I thank the hon. Gentleman for that enlightening quote. He can choose to describe himself how he likes.
It is strange that the Home Office, while trying to stay within Europol, has created ambiguity about the relationship with Europol by, for example, not opting in to other measures. I want the Government to have flexibility on these things so that they can take many of the other Europol measures and not be bound too tightly by the exact details of a vote here. It will make it very strange. As the Home Affairs Committee highlighted, that runs contrary to the logic of the Government’s stated policy.
We get huge benefits from the European arrest warrant. The Association of Chief Police Officers—it nears the end of its career but it continues for now at least to speak for senior police officers—has highlighted that relying on alternative arrangements to the European arrest warrant
“would result in fewer extraditions, longer delays, higher costs, more offenders evading justice and increased risk to public safety.”
That is what has to be set against the allergy that many have to this issue.
Keir Starmer, former Director of Public Prosecutions, said that failure to opt in could lead to an
“uncertain, cumbersome and fragmented approach, which is likely to have a damaging impact on the prosecution of crime in England and Wales.
That is what has to be addressed by those who want us just to leave the EAW. I am glad that Ministers have taken a sensible line on this. We need to reform the European arrest warrant, but we are better off for having it. For example, the Government’s Command Paper highlights that an extradition now takes on average three months, whereas it takes about 10 months for countries that are not covered by the EAW. That is a substantial change, and some people would not be extradited at all. Those who want to go back to the old framework would slow down the process of justice in some cases and stop it in others.

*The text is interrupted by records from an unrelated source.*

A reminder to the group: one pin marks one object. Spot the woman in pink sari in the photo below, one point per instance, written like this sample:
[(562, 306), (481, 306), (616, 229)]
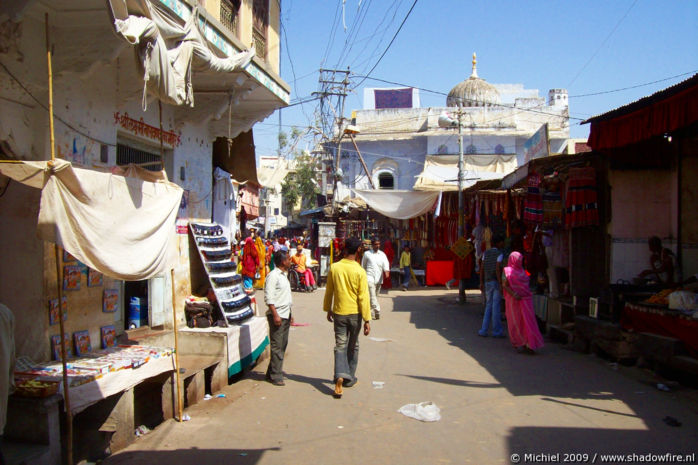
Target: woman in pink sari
[(521, 319)]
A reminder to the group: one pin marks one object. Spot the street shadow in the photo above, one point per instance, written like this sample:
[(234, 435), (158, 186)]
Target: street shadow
[(322, 385), (584, 443), (189, 456), (452, 382), (561, 378)]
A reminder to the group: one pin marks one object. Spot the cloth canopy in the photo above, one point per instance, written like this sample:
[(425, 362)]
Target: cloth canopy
[(441, 171), (120, 223), (272, 177), (401, 205), (169, 51)]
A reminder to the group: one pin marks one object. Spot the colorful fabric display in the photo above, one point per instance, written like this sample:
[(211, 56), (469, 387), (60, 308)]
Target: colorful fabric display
[(581, 205), (533, 206)]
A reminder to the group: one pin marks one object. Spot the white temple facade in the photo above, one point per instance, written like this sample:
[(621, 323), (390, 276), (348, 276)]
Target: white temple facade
[(396, 136)]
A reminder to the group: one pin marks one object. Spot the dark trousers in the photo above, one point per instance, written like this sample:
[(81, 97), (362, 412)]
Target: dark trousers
[(278, 340), (346, 349)]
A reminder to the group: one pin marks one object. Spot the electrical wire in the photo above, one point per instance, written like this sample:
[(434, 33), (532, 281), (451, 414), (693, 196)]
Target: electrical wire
[(389, 44), (633, 87), (602, 44)]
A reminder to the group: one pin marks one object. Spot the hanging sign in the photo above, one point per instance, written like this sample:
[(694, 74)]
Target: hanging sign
[(538, 145)]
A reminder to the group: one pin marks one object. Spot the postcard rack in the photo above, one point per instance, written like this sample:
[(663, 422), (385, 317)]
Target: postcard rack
[(226, 283)]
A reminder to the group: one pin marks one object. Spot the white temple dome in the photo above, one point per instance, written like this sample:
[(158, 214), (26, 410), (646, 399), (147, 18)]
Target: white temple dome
[(473, 92)]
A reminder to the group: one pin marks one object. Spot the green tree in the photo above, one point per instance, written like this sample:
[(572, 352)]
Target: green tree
[(302, 184)]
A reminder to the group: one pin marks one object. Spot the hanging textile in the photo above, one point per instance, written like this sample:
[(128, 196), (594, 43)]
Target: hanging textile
[(581, 206), (533, 206), (169, 51), (121, 224), (552, 209), (399, 204)]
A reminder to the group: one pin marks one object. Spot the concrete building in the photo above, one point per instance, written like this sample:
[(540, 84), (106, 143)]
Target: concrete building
[(105, 117), (396, 135)]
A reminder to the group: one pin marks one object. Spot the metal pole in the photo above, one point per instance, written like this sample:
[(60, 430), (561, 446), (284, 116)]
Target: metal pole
[(59, 284), (177, 374), (461, 199)]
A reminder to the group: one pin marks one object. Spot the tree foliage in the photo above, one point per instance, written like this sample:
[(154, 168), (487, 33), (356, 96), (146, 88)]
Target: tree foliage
[(301, 184)]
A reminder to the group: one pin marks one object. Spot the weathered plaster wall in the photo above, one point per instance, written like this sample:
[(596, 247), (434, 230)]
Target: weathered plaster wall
[(643, 205)]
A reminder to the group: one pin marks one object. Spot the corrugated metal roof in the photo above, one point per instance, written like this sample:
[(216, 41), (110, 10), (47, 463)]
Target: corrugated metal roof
[(645, 101)]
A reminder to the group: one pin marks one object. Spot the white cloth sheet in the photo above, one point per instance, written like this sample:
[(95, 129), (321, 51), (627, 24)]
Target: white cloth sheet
[(224, 203), (121, 226), (401, 205), (170, 51), (441, 171)]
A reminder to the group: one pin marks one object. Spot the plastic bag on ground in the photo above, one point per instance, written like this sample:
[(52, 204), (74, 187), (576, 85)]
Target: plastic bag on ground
[(424, 411)]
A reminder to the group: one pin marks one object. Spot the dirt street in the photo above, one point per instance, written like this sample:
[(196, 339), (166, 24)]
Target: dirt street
[(494, 402)]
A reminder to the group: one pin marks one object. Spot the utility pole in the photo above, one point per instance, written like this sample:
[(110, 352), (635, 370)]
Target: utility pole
[(333, 91), (461, 197)]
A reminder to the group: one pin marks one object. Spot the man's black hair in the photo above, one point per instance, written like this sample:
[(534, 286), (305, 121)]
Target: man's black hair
[(351, 245), (279, 257)]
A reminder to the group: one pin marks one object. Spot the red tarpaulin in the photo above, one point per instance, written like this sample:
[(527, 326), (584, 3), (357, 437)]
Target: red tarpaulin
[(439, 272), (668, 323)]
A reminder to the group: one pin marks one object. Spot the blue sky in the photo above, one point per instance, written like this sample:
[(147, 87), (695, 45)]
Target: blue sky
[(585, 46)]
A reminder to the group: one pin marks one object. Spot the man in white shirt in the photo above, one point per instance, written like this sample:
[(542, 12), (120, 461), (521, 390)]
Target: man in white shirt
[(277, 296), (376, 264)]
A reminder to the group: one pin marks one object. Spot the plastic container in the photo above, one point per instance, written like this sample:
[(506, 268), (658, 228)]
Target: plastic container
[(137, 312)]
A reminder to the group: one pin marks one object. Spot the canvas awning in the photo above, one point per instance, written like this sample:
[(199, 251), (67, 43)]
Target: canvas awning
[(399, 204), (441, 171), (120, 223)]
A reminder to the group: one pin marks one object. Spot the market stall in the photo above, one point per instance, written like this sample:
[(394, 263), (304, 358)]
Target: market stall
[(244, 342)]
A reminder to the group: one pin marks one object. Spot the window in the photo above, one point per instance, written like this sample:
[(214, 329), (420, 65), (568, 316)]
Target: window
[(260, 21), (230, 12), (386, 181), (126, 154)]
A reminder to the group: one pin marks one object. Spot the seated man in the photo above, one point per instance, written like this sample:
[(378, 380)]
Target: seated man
[(300, 261), (661, 263)]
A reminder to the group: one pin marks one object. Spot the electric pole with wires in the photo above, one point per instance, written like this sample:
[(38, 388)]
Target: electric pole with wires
[(333, 84)]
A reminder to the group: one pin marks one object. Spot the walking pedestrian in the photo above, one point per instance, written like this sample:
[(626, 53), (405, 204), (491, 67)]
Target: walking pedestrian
[(277, 297), (375, 262), (490, 284), (405, 262), (347, 305), (521, 318)]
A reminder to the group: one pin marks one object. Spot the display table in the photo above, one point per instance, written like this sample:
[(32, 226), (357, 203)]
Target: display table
[(244, 342), (439, 272), (664, 322), (115, 382)]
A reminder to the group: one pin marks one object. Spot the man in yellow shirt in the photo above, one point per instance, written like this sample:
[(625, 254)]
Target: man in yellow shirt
[(347, 304)]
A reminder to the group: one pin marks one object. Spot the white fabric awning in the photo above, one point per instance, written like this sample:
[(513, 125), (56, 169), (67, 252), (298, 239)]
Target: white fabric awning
[(441, 171), (401, 205), (170, 51), (121, 224), (272, 177)]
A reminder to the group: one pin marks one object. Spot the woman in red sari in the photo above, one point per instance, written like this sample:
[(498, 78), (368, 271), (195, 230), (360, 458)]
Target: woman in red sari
[(390, 254), (521, 319)]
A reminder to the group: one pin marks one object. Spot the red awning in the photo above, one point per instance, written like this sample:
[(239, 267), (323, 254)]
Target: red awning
[(650, 117)]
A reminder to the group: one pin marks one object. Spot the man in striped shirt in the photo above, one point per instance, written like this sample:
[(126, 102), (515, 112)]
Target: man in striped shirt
[(491, 286)]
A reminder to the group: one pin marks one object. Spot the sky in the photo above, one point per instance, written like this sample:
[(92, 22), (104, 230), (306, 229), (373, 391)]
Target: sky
[(586, 47)]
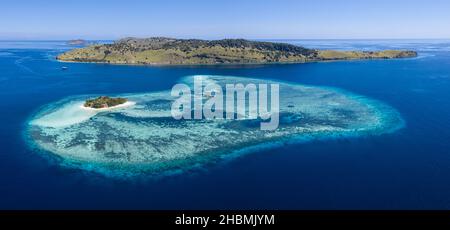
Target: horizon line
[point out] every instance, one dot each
(255, 39)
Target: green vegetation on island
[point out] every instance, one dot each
(169, 51)
(104, 102)
(77, 42)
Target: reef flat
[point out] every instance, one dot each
(143, 138)
(170, 51)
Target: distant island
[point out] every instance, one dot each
(170, 51)
(77, 42)
(103, 102)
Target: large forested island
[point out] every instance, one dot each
(169, 51)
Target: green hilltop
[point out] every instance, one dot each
(170, 51)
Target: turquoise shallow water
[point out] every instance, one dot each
(143, 139)
(406, 168)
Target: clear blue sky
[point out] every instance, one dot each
(210, 19)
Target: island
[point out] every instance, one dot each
(171, 51)
(103, 102)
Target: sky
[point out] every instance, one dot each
(216, 19)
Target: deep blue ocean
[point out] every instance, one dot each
(408, 169)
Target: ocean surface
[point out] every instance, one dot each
(406, 169)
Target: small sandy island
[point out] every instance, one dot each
(126, 104)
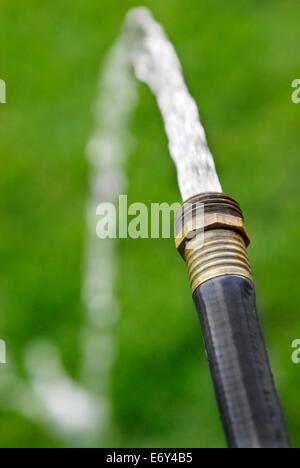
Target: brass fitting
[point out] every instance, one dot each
(212, 238)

Of course, we need to make some changes to the EAW, and I pay tribute to the principled stance taken by the hon. Member for Esher and Walton (Mr Raab), who I do not think is allergic to this. He has some detailed, thought-through concerns about a number of aspects, and I hope we will hear thoughtful comments from him later.
Changes have been made. For example, the Anti-social Behaviour, Crime and Policing Act 2014 made some changes to extradition to ensure that our courts can take greater account of these matters, and the judge will have to consider the seriousness of the offence and the likely sentence. Changes are also happening within Europe to try to make the situation better and to deal with cases where people might face a long period of pre-trial detention. Many of our Members of the European Parliament have been working on this. In particular, Sarah Ludford—Baroness Ludford—has been successful in securing a majority in the European Parliament for a package of EU-wide reforms of the European arrest warrant. These recommendations are important. They propose the inclusion of an EU-wide human rights safeguard clause preventing miscarriages of justice, and measures to improve standards of detention, specifically pre-trial detention. I hope that the European Commission and this Government will make sure that these reforms happen by coming up with proposals to enact them that we then get into law.
If we want to benefit from these tools and change them so that they work for Britain, we obviously have to be there at the table leading the negotiations. If we walk out, we give up on any chance of doing that, leaving our citizens vulnerable at home or when they go holidaying or working in Europe. Crime crosses borders and so must we. That means co-operation, information exchange, and justice systems that match our own high standards. We should opt in to these measures and make sure that we do not accidentally walk out, because that is the key to achieving this effectively and efficiently. I hope that the Home Secretary and the Lord Chancellor will successfully conclude these negotiations, and that my fears of our sleepwalking out of them do not come to pass, because that is the best thing for Britain.